Journalists were barred from not only approaching the officials but also watching the wreath-laying ceremony. Security officers deployed at Yerablur also interrupted their interviews with the parents of several fallen soldiers who wanted to prevent Pashinian from approaching their graves.
“He must not come to my boys’ home,” said one woman. “I didn’t invite him.”
Moments later the angry father of another soldier was forcibly removed from the military cemetery where hundreds of Armenian victims of the first Karabakh war of 1991-1994 were also laid to rest.
“Nikol, you will answer for ruining our independence,” shouted another man holding Pashinian responsible for Armenia’s defeat in the 2020 war that left about 3,800 Armenian soldiers dead and more than 200 others unaccounted for.
He and other protesters, most of them relatives of soldiers killed in action, argued with riot police after the prime minister left Yerablur.
More than 200 other relatives led by a well-known political activist staged a candlelight march to Yerablur from the city center in the afternoon. They not only paid their respects to their loved ones but also protested against the Independence Day concert organized by the Armenian government in the city’s central Republic Square.
Pashinian announced the concert on September 8, saying that it will be the culmination of “large-scale and colorful” celebrations of Armenia’s main public holiday. He said it will be “first and foremost dedicated to our martyrs who sacrificed their lives for Armenia’s independence.”
The announcement prompted strong condemnations from many families of war victims as well as opposition politicians and other critics of his government. They said that any festivities would be highly inappropriate in a country which is still mourning the war dead and has not yet found, identified and buried all of its fallen soldiers.
Pashinian last week apologized for using the word “colorful” but said the concert will not be an affront to the soldiers’ memory and will go ahead as planned.
The concert featured classical, folk and modern music played in front of the country’s political leadership and other dignitaries. It also attracted hundreds of ordinary people to the sprawling square guarded by an unusually large number of police officers and other security personnel.
Addressing the crowd before the live performances, Pashinian paid tribute to the fallen soldiers. He said they must be regarded as “symbols of life, not death.” He also urged Armenians to “transform our defeat into victory” and “defeat desperation, destiny and death.”
Lawmakers representing Armenia’s two main opposition alliances led by former Presidents Robert Kocharian and Serzh Sarkisian were also invited to the event broadcast live by state television.
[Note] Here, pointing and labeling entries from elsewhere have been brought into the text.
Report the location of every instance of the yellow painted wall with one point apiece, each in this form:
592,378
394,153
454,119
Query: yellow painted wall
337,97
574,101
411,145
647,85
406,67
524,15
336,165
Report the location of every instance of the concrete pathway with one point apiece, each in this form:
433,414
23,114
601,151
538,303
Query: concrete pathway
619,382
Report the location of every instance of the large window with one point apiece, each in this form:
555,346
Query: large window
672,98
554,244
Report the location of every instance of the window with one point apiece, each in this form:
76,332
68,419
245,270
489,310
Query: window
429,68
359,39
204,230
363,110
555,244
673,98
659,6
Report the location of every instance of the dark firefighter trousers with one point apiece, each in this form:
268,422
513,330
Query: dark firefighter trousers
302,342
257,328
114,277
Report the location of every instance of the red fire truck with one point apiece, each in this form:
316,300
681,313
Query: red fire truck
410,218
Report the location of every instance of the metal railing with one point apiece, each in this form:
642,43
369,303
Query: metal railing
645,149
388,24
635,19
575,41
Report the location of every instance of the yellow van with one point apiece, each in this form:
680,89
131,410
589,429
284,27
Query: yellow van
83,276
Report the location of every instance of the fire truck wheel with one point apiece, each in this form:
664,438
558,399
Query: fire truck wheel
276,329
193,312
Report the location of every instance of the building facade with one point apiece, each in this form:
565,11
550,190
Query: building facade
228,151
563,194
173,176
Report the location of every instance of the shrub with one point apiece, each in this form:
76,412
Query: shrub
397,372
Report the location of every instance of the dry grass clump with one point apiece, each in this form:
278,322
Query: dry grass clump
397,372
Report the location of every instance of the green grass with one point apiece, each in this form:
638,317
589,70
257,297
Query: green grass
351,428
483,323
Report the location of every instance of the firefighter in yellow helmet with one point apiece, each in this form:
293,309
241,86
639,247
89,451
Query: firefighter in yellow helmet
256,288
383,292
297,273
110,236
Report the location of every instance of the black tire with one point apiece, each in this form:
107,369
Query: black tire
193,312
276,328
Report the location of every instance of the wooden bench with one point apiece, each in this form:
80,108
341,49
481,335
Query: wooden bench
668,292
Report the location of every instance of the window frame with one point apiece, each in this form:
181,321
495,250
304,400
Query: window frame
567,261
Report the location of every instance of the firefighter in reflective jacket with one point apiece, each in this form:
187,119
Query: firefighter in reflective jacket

Predictably, they chose to boycott it.
Also invited was Levon Ter-Petrosian, another former president who led Armenia to independence in the final months of Soviet rule. Ter-Petrosian, whose spokesman branded Pashinian a “nation-destroying scourge” right after last year’s war, shunned the event too.
The government’s press office declined to clarify whether personal invitations were also sent to Kocharian and Sarkisian, who are even more critical of the current Armenian authorities.
Both ex-presidents again blamed Pashinian for the outcome of the six-week war stopped by a Russian-brokered ceasefire last November in separate statements issued earlier on Tuesday on the occasion of the independence jubilee.
“As recently as one year ago, we were proud of our Armed Forces and were an essential factor in the geopolitical configuration of the South Caucasus,” read Kocharian’s statement. “But now we have not only ceased to be the security guarantor of Artsakh (Karabakh) but are also unable to protect our own sovereignty and citizens.”